Completion of the long delayed £750M Aberdeen Western Peripheral Route is being brought forward by six months by Transport Scotland and Connect Roads has been confirmed as contractor for the scheme which will create some 1,000 construction jobs.
Work on the AWPR had been held up by a legal challenge which meant that the project was due to be completed in spring of 2018. Infrastructure, Investment and Cities Secretary Keith Brown has now announced that it will be finished in the winter of 2017.
Mr Brown said the speedy progress of procurement of the Aberdeen Western Peripheral Route/Balmedie-Tipperty (AWPR/B-T), which is the biggest yet to use Scotland’s Non Profit Distributing model, was "unprecedented". This model is based on the private finance initiative but places caps on profits.
The project will carry traffic 28 miles around the city and includes a second road from Stonehaven in the south and the dualling of the A90 between Balmedie and Tipperty in the north.

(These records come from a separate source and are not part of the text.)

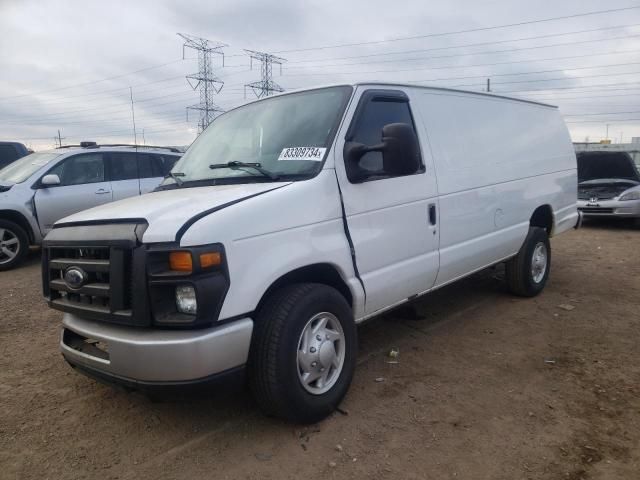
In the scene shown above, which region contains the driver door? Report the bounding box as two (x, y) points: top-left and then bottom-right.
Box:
(34, 152), (112, 235)
(335, 89), (439, 315)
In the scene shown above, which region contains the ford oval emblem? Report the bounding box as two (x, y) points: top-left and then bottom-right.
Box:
(64, 267), (89, 290)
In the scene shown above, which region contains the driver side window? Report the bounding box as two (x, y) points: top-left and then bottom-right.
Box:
(49, 153), (105, 186)
(345, 93), (419, 181)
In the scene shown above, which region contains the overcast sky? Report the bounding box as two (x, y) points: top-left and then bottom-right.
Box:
(0, 0), (640, 150)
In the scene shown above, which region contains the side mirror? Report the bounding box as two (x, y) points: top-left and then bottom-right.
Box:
(344, 123), (422, 182)
(40, 173), (60, 187)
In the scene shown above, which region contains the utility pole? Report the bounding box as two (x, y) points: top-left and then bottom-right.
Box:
(244, 49), (287, 98)
(55, 129), (67, 147)
(129, 87), (138, 145)
(178, 33), (228, 133)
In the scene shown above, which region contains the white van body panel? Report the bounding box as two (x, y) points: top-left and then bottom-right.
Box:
(333, 86), (439, 315)
(411, 89), (578, 286)
(179, 169), (364, 320)
(58, 182), (288, 243)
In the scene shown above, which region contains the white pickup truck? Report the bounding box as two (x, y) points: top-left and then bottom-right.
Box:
(43, 83), (580, 422)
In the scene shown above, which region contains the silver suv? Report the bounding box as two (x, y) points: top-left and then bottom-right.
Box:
(0, 142), (182, 270)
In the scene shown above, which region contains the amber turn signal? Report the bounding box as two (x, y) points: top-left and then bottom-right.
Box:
(200, 252), (222, 268)
(169, 252), (193, 272)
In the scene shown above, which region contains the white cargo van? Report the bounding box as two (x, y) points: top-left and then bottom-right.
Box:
(43, 83), (579, 422)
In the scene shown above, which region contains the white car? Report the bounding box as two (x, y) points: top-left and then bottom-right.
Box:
(43, 83), (580, 422)
(577, 151), (640, 219)
(0, 142), (181, 271)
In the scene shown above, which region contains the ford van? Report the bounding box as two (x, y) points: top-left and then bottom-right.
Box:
(43, 83), (580, 422)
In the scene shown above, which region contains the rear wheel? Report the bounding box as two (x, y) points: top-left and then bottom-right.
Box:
(506, 227), (551, 297)
(249, 283), (357, 423)
(0, 220), (29, 271)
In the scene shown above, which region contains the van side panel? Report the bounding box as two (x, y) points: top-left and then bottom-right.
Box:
(412, 90), (577, 286)
(180, 169), (364, 320)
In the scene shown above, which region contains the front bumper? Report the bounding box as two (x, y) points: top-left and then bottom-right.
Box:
(578, 200), (640, 218)
(60, 313), (253, 385)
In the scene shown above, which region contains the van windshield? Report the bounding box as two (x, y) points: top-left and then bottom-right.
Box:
(159, 86), (352, 190)
(0, 152), (61, 183)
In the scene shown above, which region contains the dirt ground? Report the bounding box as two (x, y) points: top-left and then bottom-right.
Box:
(0, 219), (640, 480)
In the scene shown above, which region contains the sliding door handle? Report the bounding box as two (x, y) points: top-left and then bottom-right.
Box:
(429, 203), (438, 225)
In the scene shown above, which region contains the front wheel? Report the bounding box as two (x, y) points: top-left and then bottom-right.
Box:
(249, 283), (357, 423)
(0, 220), (29, 271)
(506, 227), (551, 297)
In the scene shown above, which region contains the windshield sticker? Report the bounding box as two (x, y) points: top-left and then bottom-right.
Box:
(278, 147), (327, 162)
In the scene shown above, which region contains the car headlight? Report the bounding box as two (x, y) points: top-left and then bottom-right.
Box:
(146, 243), (230, 328)
(176, 285), (198, 315)
(619, 190), (640, 201)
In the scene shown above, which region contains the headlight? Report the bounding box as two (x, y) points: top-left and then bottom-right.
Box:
(619, 190), (640, 201)
(146, 243), (230, 328)
(176, 285), (198, 315)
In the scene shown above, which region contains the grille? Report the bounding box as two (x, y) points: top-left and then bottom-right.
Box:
(44, 246), (132, 323)
(578, 207), (613, 213)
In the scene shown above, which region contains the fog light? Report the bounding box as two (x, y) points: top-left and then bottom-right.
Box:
(176, 285), (198, 315)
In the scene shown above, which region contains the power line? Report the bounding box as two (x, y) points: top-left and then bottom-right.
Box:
(564, 111), (640, 117)
(266, 5), (640, 53)
(0, 58), (183, 100)
(287, 34), (640, 70)
(407, 62), (640, 83)
(451, 72), (640, 89)
(565, 118), (640, 123)
(500, 81), (639, 93)
(288, 23), (640, 64)
(287, 49), (639, 77)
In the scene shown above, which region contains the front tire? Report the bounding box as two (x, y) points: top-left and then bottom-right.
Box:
(0, 220), (29, 271)
(505, 227), (551, 297)
(249, 283), (357, 423)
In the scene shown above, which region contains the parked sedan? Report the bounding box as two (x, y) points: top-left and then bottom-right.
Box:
(0, 142), (182, 271)
(577, 152), (640, 218)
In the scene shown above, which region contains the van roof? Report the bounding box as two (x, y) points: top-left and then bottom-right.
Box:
(277, 81), (558, 109)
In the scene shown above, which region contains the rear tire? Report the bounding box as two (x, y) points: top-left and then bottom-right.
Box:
(249, 283), (357, 423)
(0, 220), (29, 271)
(505, 227), (551, 297)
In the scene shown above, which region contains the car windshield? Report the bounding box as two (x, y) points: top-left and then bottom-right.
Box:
(578, 152), (640, 183)
(160, 87), (351, 189)
(0, 152), (61, 183)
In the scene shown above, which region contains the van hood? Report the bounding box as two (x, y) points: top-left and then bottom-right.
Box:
(54, 182), (291, 243)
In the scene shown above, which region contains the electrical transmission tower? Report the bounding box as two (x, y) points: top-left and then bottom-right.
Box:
(178, 33), (228, 133)
(244, 49), (286, 98)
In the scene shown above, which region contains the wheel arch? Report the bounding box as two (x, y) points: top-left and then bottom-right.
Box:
(0, 210), (35, 245)
(256, 263), (354, 318)
(529, 204), (555, 237)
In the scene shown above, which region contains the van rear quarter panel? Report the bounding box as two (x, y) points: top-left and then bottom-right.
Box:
(411, 89), (577, 286)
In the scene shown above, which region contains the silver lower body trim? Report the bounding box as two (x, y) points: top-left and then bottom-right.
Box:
(60, 313), (253, 382)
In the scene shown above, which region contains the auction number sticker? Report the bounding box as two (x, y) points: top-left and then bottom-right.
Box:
(278, 147), (327, 162)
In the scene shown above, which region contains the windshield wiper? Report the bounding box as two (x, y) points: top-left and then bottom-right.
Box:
(209, 162), (280, 180)
(164, 172), (184, 187)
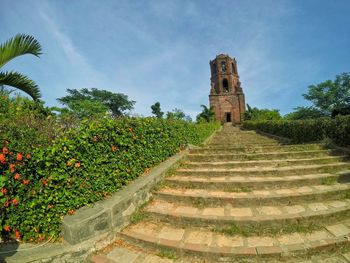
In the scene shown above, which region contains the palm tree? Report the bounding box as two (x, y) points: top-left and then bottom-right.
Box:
(0, 34), (41, 100)
(197, 105), (215, 122)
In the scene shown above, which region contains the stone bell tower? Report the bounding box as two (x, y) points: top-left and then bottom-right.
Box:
(209, 54), (245, 123)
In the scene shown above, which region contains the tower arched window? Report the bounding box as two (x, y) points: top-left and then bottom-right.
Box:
(222, 79), (229, 92)
(231, 63), (237, 74)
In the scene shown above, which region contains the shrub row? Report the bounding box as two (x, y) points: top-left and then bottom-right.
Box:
(0, 118), (220, 241)
(243, 116), (350, 146)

The contractors in the Connect Roads consortium, which comprises Balfour Beatty Investments, Carilion Private Finance and Galliford Try, each put up around £20M of the equity investment and carry out the construction work in joint venture. Balfour Beatty will manage and maintain the new roads on behalf of the consortium for 30 years.

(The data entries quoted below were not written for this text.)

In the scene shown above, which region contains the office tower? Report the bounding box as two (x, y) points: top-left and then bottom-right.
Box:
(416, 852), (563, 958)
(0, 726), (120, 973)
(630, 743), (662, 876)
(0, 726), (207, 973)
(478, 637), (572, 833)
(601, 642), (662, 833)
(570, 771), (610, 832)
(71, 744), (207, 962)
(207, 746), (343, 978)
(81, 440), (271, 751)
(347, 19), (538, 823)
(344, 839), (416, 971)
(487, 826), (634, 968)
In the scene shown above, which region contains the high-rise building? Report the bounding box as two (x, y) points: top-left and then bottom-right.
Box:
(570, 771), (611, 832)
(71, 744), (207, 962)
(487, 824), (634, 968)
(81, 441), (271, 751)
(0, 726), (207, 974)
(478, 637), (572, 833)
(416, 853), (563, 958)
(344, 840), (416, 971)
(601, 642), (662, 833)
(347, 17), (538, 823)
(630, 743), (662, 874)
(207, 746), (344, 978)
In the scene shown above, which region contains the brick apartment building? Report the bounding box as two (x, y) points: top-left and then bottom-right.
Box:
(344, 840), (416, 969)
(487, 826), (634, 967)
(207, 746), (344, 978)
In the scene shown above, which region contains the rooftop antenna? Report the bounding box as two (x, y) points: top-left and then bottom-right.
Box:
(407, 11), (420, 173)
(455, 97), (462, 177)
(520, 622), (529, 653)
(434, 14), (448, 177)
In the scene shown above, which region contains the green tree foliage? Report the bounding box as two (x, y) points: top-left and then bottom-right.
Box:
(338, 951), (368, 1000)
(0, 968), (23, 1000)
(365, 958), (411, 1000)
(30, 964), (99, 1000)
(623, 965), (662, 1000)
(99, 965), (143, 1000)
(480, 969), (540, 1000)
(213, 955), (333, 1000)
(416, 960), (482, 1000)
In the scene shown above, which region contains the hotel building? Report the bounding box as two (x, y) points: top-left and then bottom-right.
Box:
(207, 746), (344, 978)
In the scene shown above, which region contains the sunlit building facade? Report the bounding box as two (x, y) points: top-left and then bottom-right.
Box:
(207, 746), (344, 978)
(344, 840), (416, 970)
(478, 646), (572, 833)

Mr Brown said: "Following the shortest procurement processes for a contract of this size and complexity - it has been just 23 months since the contract was put to the market - we have now been able to also bring the completion date forward to winter 2017."
Mr Brown said the project would boost the north-east economy by some £6 billion and create about 14,000 jobs over the next 30 years, including more than 1,000 construction jobs.